Uns wurde in der Jugend-Hilfe die Freiheit genommen.
Und uns wurde in der Psychiatrie die Freiheit genommen.
Wir haben das alle erlebt.
Jeder für sich.
Und jeder in verschiedenen Arten und Formen.
Manchmal haben wir gute Hilfe bekommen.
Manches macht uns sehr nachdenklich.
Und zu vielen Sachen sagen wir „nein“.

 

Wir haben erlebt, …

  • dass wir fixiert wurden über Stunden und Tage;
  • dass wir in den „Time- Out Raum“ gesperrt wurden;
  • dass uns gegen unseren Willen Medikamente verabreicht wurden,
    das ist auch durch Spritzen gemacht worden;
  • dass wir in unsere Zimmer eingeschlossen wurden;
  • dass Gewalt gegen uns ausgeübt wurde;
  • dass uns kalt war;
  • dass wir uns unwohl gefühlt haben;
  • dass wir entwürdigt wurden;
  • dass wir durch Entkleidung vor allen anderen beschämt wurden;
  • dass wir allein von eurer Sicht und Einschätzung abhängig waren,
    ihr habt gesagt, wann wir uns wieder beruhigt haben,
    ihr habt gesagt, wann die Maßnahme enden kann.
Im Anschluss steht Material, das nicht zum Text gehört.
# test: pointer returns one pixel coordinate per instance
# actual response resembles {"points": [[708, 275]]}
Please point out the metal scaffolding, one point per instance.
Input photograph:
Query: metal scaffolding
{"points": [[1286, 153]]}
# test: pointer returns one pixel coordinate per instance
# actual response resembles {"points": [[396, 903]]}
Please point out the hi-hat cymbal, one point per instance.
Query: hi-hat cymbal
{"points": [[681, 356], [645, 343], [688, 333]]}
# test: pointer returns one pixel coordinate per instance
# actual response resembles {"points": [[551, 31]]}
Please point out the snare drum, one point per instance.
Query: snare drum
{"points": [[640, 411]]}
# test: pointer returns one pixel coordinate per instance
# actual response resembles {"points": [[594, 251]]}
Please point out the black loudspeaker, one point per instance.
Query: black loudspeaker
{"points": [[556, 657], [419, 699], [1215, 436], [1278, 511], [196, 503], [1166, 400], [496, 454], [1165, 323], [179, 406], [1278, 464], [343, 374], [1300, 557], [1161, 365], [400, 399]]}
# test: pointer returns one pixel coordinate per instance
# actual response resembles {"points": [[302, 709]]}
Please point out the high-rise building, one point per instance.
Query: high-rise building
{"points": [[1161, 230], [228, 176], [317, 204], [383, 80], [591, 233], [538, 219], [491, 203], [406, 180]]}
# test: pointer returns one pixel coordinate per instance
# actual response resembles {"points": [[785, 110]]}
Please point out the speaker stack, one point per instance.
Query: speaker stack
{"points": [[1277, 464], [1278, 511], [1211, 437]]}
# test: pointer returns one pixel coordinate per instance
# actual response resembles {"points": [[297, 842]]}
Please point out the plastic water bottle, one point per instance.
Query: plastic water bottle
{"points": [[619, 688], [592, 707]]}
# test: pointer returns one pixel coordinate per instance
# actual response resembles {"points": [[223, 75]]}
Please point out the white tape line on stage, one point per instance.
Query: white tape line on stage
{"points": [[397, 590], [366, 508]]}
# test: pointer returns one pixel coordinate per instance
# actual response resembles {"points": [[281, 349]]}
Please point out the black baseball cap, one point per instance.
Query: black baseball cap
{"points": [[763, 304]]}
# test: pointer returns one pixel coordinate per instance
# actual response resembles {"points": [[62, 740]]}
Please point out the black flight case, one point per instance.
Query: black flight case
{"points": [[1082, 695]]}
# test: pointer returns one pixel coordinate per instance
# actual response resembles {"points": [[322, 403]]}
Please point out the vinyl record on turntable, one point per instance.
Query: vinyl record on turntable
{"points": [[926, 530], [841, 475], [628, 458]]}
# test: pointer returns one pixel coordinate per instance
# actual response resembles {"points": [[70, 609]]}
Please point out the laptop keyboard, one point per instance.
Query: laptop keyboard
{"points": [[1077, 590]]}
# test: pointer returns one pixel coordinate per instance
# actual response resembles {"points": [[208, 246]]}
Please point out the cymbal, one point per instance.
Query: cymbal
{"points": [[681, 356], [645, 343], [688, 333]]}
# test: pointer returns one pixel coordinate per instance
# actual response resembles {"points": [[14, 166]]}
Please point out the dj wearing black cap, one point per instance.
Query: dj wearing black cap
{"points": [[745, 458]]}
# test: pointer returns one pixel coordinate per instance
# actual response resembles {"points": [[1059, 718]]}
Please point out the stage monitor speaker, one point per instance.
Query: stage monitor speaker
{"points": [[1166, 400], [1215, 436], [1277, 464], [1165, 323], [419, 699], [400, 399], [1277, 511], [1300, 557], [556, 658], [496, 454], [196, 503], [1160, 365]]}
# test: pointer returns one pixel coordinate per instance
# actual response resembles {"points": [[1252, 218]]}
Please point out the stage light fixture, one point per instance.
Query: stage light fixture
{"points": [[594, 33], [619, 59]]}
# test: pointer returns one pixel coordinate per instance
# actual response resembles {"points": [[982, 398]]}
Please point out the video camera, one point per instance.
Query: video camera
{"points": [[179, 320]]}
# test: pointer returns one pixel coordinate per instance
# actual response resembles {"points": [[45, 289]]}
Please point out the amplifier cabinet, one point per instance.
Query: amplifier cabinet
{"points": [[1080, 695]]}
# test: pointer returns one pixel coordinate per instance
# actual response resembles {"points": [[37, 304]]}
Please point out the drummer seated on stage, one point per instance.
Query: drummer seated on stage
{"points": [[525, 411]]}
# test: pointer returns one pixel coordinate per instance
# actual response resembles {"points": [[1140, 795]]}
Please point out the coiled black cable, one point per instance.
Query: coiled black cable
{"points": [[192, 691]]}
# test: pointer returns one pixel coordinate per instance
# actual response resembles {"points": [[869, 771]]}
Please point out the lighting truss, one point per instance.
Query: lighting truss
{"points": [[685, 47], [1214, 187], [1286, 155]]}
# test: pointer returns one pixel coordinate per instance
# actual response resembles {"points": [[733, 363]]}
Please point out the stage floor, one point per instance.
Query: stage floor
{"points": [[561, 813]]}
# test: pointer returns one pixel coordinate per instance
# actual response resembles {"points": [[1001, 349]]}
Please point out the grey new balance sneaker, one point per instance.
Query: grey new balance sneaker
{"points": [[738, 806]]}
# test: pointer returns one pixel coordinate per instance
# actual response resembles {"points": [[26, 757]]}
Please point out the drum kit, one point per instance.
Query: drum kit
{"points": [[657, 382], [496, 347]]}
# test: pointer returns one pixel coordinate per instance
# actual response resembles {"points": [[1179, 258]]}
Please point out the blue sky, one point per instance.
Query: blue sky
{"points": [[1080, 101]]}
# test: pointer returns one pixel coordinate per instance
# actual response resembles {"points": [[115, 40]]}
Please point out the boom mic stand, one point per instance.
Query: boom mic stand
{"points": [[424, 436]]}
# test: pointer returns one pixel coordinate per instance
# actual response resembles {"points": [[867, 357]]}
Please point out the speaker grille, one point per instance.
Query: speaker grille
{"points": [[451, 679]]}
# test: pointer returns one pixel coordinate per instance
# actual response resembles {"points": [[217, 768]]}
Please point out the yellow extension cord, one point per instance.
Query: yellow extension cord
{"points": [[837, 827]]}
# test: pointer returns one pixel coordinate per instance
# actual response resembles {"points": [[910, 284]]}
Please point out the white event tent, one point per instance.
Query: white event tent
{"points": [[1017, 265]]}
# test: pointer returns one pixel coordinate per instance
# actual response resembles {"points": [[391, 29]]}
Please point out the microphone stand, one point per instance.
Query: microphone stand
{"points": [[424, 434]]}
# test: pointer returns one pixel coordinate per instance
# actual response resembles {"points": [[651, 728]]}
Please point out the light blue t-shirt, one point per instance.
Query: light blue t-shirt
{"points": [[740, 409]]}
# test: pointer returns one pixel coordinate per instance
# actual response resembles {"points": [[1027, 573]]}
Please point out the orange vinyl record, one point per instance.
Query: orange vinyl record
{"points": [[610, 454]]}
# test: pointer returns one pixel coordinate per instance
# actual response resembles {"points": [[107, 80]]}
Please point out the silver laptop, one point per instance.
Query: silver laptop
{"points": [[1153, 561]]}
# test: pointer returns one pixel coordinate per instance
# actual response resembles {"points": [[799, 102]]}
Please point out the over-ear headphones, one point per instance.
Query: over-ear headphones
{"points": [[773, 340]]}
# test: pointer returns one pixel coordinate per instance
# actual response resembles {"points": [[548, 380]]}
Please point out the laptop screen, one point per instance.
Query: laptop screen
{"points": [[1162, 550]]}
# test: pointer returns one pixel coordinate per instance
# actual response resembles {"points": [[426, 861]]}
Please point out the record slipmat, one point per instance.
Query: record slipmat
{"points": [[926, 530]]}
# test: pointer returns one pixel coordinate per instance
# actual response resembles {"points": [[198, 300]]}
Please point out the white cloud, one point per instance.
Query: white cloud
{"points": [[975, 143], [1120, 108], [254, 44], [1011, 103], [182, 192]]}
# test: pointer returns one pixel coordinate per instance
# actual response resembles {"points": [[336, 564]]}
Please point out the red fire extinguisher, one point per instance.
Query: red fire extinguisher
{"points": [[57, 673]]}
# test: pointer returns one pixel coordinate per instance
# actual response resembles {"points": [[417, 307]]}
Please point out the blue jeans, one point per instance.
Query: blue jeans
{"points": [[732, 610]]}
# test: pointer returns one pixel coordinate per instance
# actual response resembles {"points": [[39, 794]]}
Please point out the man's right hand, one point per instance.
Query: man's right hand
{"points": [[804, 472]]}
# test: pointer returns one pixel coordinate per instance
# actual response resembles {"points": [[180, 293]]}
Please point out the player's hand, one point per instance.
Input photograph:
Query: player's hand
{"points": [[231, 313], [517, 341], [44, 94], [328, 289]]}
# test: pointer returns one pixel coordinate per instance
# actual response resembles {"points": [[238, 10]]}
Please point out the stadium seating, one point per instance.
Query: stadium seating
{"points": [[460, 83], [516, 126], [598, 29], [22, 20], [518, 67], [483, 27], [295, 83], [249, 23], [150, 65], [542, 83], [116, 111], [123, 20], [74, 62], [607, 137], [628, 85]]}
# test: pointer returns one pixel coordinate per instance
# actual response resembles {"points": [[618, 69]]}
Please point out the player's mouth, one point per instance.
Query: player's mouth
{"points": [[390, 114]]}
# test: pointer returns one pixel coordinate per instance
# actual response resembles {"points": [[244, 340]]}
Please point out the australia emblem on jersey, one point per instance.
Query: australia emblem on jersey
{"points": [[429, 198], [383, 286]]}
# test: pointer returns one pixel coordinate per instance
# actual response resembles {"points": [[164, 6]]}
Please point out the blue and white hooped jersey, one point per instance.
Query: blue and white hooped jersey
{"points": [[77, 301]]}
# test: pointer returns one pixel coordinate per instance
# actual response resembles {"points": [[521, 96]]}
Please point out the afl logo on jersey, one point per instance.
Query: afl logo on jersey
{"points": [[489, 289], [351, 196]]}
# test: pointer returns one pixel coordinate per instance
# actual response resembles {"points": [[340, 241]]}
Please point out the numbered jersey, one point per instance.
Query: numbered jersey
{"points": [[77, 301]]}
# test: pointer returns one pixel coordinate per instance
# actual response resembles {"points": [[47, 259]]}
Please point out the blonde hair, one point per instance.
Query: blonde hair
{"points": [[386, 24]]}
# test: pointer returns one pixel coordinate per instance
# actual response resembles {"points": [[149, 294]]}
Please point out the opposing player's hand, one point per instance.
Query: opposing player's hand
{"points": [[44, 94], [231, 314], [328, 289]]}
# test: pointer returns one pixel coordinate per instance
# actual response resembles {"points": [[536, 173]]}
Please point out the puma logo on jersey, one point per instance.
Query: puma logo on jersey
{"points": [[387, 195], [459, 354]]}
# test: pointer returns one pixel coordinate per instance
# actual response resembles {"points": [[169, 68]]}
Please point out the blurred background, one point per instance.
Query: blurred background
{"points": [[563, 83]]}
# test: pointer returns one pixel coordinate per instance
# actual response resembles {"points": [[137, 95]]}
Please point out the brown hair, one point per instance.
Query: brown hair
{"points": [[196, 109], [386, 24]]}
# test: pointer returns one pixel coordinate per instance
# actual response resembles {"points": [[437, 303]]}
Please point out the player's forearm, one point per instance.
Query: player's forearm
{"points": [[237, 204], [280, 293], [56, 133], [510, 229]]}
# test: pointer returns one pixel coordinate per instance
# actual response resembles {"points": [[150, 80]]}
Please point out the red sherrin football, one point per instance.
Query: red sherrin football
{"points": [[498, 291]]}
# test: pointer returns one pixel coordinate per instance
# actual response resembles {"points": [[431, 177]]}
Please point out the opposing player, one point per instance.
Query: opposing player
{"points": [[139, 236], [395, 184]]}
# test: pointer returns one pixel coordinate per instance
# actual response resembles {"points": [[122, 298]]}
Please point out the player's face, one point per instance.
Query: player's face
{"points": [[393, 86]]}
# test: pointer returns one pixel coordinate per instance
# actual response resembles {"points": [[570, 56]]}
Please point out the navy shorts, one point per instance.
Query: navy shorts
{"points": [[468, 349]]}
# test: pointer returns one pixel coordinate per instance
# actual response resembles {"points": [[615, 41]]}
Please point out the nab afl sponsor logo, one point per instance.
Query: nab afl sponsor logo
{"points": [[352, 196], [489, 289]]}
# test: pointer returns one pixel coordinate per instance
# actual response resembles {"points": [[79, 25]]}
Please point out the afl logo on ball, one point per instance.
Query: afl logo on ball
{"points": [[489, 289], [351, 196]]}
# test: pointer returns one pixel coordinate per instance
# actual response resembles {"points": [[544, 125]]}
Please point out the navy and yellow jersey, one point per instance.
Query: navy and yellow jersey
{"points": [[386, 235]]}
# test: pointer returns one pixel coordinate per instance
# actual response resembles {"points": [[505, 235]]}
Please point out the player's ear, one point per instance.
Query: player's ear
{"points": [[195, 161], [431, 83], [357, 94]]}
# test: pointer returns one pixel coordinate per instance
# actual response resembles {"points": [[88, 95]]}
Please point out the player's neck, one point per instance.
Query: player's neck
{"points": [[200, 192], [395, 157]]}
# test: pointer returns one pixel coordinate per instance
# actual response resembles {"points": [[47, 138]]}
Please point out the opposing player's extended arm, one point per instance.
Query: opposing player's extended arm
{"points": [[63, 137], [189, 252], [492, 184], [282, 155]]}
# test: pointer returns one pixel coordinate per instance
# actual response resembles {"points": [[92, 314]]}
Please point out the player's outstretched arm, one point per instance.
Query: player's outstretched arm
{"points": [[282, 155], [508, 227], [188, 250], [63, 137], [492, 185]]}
Wir haben das oft nicht als Hilfe erlebt.
Das war mehr eine Strafe.

Deshalb erwarten wir von euch Fach-Kräften…

  • Keine Macht gegen uns.
  • Sorgt für unsere Sicherheit.
  • Schluss mit der Überwachung.
  • Helft uns.
    Wir brauchen mehr Raum für uns alleine.
  • Ihr sollt unsere Einschätzung zu uns selbst ernst nehmen.
    Ihr sollt versuchen, uns wirklich zu verstehen.
  • Wir möchten ernst genommen werden.
    Wir möchten nicht ohne Beachtung bleiben.
  • Erklärt uns gut, was ihr mit uns macht.
    Erklärt uns gut, warum ihr das macht.
  • Wir bekommen Medikamente.
    Erklärt uns die Ziele und die Wirkungen davon.
  • Ihr benutzt Zwang.
    Dann müsst ihr euch an das Recht halten.
    Ihr müsst die Fach-Empfehlungen einhalten.
    Wenn ihr das nicht macht,
    macht ihr euch strafbar.
  • Wir möchten nicht mit jedem sprechen.
    Manchmal haben wir sehr eigene Themen.
    Oder wir haben intime Themen.
    Dann wollen wir aussuchen, mit wem wir sprechen.
  • Haltet unsere Hinweis und Vorwürfe aus.
    Schaut auf euch und eure Arbeit wie in einen Spiegel.
    Seht auch eure Fehler.
  • Wir müssen mit anderen Menschen von draußen reden können.
    Unsere Beschwerden sind wichtig.
    Lasst das bitte zu.

Denkt nach:
Helfen uns eure Taten wirklich?
Wir erwarten von euch allen:
Geht menschlich mit uns um.
Wir sind bereit.
Wir werden mit euch über unsere Erfahrungen reden.

Diese Forderungen haben wir im April 2019
in Hamburg geschrieben.

Wir sind 15 Jugendliche aus ganz Deutschland.
Wir haben in 3 Arbeits-Gruppen gearbeitet.
Wir waren in Berlin, Hamburg und Dresden.